Selain itu, simplisia juga mesti bebas dari serangga, kotoran hewan, tak boleh menyimpang warna dan baunya, tak boleh berlendir dan bercendawan atau tanda-tanda pengotoran lainnya. “Pengawasan mutu simplisia dilakukan untuk mengidentifikasi reaksi kimia terhadap lignin, tanin, alkaloid, fenolik, dan sebagainya. Juga bahan organik asing, kadar abu, uji mikrobiologi, zat marker seperti temulawak, jahe dan kayumanis,” tandas direktur pengendalian mutu itu. Dengan demikian, Deltomed memiliki standar baku yang tetap, yang tak bisa ditoleransi apabila ada poin-poin yang belum terpenuhi. Salah satu cara menjaga kepercayaan masyarakat adalah dengan berpegang teguh pada standar baku tersebut. Dua jempol dah buat Deltomed!
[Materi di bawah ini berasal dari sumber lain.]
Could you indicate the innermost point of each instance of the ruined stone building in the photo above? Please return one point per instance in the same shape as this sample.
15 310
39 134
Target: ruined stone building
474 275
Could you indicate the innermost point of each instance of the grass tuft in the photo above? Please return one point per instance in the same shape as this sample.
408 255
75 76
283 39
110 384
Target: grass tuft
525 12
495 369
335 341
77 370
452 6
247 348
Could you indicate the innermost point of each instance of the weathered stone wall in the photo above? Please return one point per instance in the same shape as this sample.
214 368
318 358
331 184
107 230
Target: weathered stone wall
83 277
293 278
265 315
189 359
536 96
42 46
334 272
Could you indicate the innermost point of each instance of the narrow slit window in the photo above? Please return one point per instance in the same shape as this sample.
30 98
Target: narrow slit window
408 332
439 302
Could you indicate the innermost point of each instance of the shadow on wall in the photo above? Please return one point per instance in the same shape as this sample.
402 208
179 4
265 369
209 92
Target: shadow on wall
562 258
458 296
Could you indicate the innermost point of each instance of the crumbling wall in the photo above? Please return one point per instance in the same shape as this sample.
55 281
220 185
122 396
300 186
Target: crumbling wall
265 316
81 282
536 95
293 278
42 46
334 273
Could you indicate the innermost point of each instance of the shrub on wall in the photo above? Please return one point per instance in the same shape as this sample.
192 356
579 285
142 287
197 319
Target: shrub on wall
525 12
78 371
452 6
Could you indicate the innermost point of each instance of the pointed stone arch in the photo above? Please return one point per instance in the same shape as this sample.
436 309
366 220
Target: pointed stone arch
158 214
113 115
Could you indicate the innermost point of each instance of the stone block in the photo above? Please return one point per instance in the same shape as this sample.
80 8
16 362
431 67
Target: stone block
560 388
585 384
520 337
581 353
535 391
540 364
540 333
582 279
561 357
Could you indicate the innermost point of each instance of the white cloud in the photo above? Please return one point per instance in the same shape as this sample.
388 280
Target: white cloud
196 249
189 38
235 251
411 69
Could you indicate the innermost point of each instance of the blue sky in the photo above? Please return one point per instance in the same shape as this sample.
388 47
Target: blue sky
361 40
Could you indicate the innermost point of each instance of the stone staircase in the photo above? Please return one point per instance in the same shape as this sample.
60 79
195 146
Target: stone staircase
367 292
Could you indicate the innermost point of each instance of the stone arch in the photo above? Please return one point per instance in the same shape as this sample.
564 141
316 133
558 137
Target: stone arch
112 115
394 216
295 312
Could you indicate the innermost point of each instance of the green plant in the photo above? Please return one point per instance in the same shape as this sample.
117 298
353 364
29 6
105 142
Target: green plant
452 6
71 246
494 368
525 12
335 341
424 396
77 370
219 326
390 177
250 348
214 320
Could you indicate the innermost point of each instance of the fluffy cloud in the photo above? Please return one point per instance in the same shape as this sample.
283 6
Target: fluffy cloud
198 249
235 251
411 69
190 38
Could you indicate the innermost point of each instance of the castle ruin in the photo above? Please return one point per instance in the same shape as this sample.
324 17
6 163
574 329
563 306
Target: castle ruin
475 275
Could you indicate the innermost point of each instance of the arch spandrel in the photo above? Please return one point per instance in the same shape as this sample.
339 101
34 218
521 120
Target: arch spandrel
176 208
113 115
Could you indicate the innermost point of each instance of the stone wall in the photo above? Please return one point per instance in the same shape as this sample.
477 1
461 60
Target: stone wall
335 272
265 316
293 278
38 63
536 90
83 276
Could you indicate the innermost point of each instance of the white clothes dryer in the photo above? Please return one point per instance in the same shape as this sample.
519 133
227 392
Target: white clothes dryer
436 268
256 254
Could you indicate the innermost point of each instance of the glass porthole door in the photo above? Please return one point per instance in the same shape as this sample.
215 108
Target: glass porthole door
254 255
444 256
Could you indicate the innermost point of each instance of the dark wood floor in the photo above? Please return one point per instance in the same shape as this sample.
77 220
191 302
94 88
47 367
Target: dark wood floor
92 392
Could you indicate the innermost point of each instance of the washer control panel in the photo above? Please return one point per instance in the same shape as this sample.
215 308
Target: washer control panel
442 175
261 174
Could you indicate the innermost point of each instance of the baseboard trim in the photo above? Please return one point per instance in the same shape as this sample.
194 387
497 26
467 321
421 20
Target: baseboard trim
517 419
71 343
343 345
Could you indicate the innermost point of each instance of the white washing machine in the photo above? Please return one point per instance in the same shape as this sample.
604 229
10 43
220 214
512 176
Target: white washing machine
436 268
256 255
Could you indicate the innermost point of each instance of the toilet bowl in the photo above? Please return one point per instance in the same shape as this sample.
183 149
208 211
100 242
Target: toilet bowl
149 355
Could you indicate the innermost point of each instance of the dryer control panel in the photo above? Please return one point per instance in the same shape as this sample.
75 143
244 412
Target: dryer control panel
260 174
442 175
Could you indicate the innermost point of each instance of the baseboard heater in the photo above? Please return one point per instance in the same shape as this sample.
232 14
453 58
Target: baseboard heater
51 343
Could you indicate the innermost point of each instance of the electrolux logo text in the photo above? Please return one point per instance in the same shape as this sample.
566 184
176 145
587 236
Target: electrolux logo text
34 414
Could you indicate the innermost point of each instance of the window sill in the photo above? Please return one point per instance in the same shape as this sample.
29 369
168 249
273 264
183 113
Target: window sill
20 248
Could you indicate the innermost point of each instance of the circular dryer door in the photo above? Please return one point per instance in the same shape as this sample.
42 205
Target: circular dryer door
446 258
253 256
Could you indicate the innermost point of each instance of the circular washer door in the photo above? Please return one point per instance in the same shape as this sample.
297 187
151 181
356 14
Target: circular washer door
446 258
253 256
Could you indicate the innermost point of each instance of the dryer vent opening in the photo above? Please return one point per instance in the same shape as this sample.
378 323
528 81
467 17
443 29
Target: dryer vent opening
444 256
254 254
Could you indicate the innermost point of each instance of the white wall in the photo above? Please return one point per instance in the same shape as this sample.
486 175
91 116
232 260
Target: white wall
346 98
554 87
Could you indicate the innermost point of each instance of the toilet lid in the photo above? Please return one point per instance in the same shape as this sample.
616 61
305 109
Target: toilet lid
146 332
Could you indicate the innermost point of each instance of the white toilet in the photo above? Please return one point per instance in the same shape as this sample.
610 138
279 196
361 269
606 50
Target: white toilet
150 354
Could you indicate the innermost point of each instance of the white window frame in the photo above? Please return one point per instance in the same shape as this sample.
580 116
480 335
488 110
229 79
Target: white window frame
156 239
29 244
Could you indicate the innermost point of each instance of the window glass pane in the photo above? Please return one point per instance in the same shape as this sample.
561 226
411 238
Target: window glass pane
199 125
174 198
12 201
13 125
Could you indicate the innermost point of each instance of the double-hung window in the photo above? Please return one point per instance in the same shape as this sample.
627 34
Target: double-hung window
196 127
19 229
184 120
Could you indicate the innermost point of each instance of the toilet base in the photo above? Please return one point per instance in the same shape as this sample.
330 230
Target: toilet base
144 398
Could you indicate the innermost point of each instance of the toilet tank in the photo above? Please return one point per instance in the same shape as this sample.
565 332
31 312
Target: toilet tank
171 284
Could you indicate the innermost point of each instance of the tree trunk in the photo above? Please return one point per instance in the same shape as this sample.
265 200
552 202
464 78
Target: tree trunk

Bu Haniyah sedang menyampaikan materi Standar Mutu Produk PT Deltomed Laboratories
Dokumentasi : pribadi
Menyaksikan langsung alur produksi obat herbal
Menjelang sore, kami diajak ke pabrik untuk melihat langsung proses produksi di sana. Tapi dengan syarat, tak boleh memotret segala apa yang dilihat. Kami hanya boleh membawa buku catatan (notes). Maka dari itu, foto-foto dalam pabrik yang ada di artikel ini berasal dari sumber sekunder. Semoga dizinkan oleh Deltomed, untuk menggunakan foto-fotonya, hehe.
Perjalanan menuju pabrik, kugunakan untuk mengamati pabrik seluas delapan hektar itu. Gedungnya megah, terbagi ke dalam beberapa bagian sesuai fungsinya. Di halaman depan terdapat plang besar yang terpampang visi, misi dan kebijakan mutu Deltomed. Di sebelah kiri plang, tegak sebuah patung wanita penjual jamu. Di kiri-kanan jalan setapak, tumbuh rerumputan dan aneka tanaman obat. Sementara di dekat gerbang utama, berdiri pos penjagaan yang mengawasi keluar masuknya tamu maupun karyawan. Kesimpulannya, pabrik Deltomed adalah kompleks bangunan yang tertata rapi, bersih, sekaligus asri.